The differentiation of pathogenic Th17 cells is negatively regulated by the transcription factor ELF4 (152.6)

Abstract

Abstract T helper 17 (Th17) cells are potent inducers of tissue inflammation involved in several autoimmune diseases such as multiple sclerosis (MS). Although the importance of environmental factors such as IL-6, IL-21, and IL-23 has been well established, the transcriptional network regulating lineage specification and acquisition of effector function in Th17 cells is not entirely understood. We found that loss of the transcription factor ELF4 led to increased in vitro Th17 differentiation without significant alteration in Th1, Th2, and Treg polarization. The increased differentiation of Elf4-null Th17 cells was also observed in the absence of TGFβ signaling, known to abrogate pathogenicity of Th17 cells, suggesting that polarized Elf4-null CD4+ T cells may be more pathogenic. By using experimental allergic encephalomyelitis (EAE), a mouse model for human MS, we found that Elf4-null mice exhibited an earlier onset and increased severity of disease compared to wild-type mice, supporting a negative role of ELF4 in pathogenicity of Th17 cells in vivo.
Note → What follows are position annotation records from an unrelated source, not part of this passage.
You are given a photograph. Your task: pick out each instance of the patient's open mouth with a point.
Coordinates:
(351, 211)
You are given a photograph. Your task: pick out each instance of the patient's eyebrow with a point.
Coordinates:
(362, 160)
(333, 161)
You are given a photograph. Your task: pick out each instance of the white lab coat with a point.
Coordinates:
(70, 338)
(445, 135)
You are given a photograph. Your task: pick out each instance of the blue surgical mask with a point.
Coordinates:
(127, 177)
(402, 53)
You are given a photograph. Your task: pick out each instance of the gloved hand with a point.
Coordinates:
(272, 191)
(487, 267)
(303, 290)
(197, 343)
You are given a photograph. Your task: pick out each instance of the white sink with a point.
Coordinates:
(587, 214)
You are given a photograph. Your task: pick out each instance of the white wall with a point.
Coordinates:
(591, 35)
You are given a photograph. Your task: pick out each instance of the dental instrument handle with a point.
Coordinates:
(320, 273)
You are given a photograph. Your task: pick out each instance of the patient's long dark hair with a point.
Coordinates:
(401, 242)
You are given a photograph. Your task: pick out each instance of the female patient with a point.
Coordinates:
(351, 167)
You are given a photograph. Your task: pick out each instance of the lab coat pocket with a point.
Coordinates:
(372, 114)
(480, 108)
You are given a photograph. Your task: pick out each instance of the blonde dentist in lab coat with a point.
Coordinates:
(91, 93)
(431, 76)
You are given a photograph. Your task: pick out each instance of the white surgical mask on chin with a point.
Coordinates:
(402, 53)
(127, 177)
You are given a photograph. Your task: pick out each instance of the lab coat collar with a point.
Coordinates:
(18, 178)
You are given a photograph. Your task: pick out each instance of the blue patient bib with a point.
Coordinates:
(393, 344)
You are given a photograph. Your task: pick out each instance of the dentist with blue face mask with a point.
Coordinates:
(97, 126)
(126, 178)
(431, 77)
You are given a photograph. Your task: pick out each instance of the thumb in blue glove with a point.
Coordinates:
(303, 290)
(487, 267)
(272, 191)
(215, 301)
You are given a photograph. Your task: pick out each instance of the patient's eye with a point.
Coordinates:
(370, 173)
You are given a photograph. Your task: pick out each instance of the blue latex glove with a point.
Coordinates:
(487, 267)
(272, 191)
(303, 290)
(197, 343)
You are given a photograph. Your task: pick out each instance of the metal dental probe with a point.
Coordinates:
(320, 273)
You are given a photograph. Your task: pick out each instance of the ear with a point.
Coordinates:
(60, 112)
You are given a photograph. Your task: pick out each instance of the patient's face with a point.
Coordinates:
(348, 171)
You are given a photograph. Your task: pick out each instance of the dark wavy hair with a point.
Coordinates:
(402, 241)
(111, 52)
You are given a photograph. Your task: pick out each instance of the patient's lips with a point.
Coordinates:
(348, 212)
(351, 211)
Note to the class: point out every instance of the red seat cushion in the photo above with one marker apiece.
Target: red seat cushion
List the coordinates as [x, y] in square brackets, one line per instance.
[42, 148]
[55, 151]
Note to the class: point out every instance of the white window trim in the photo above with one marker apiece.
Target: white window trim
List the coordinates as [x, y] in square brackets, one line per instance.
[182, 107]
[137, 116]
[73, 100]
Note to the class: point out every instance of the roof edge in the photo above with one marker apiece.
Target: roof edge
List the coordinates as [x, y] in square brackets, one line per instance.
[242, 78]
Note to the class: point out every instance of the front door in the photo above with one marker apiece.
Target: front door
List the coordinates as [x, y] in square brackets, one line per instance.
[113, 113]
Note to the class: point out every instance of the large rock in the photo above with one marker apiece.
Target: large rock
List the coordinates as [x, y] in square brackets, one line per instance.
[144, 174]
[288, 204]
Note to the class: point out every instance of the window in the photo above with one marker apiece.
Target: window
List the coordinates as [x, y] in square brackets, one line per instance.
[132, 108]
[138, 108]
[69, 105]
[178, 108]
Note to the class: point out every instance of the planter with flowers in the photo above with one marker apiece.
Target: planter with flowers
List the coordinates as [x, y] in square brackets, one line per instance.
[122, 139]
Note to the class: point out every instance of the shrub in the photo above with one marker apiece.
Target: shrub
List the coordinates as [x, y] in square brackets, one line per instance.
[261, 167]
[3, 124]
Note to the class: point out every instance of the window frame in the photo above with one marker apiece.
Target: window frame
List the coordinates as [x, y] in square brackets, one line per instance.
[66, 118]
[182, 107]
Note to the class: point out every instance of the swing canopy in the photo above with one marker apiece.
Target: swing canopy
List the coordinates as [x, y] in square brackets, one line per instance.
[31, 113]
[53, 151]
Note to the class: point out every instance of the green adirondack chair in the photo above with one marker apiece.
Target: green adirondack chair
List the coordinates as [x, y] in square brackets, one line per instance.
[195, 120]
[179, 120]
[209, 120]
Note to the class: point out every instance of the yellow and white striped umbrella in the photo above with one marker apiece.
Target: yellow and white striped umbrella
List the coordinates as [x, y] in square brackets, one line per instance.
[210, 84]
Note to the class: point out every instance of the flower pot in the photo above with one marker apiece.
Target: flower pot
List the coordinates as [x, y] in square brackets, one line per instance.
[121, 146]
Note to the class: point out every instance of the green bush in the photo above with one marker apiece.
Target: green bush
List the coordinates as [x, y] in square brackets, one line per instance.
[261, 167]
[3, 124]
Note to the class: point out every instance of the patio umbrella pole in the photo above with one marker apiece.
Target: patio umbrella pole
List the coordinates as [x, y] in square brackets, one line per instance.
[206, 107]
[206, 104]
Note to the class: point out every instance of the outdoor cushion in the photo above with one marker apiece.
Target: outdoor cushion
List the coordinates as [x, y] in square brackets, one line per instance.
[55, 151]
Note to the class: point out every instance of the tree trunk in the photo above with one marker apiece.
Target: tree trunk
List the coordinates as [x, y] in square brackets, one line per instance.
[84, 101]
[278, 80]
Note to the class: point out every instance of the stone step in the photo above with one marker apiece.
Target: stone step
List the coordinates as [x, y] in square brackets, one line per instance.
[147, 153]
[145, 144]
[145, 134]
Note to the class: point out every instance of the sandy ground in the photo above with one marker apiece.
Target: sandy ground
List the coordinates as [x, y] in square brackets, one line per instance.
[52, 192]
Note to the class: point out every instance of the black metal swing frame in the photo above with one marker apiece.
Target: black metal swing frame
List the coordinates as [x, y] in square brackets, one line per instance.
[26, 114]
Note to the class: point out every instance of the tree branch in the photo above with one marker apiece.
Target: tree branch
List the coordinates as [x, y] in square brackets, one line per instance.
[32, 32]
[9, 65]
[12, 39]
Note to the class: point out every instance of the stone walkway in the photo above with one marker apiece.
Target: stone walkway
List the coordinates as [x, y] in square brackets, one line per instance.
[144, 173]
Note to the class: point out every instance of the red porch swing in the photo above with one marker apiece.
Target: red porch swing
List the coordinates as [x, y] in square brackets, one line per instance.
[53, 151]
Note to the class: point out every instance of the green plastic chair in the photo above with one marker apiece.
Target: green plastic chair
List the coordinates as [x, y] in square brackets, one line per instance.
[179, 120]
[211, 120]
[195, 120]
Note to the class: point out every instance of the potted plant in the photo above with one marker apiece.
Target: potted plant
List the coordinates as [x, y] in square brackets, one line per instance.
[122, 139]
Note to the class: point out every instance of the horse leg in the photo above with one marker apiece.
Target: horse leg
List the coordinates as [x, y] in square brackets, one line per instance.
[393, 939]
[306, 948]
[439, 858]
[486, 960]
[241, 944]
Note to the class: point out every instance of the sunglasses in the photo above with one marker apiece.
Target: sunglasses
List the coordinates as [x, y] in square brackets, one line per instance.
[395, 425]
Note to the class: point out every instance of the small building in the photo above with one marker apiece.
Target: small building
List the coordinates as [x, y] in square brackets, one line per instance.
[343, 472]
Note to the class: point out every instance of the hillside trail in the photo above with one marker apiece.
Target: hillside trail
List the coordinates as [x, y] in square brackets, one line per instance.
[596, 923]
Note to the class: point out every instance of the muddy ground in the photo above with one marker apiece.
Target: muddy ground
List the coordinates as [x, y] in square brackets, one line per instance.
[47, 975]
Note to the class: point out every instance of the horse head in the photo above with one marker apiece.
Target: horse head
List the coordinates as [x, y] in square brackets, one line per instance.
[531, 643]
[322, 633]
To understand how ELF4 modulates Th17 differentiation, we investigated cytokine signaling in Elf4-null CD4+ T cells. Increased phosphorylation of STAT3 was observed in Elf4-null CD4+ T cells after 5-min and 30-min IL-6 stimulation. Collectively, our study identified a novel intrinsic regulator that may inhibit Th17 differentiation by dampening cytokine signaling through STAT3 inhibition.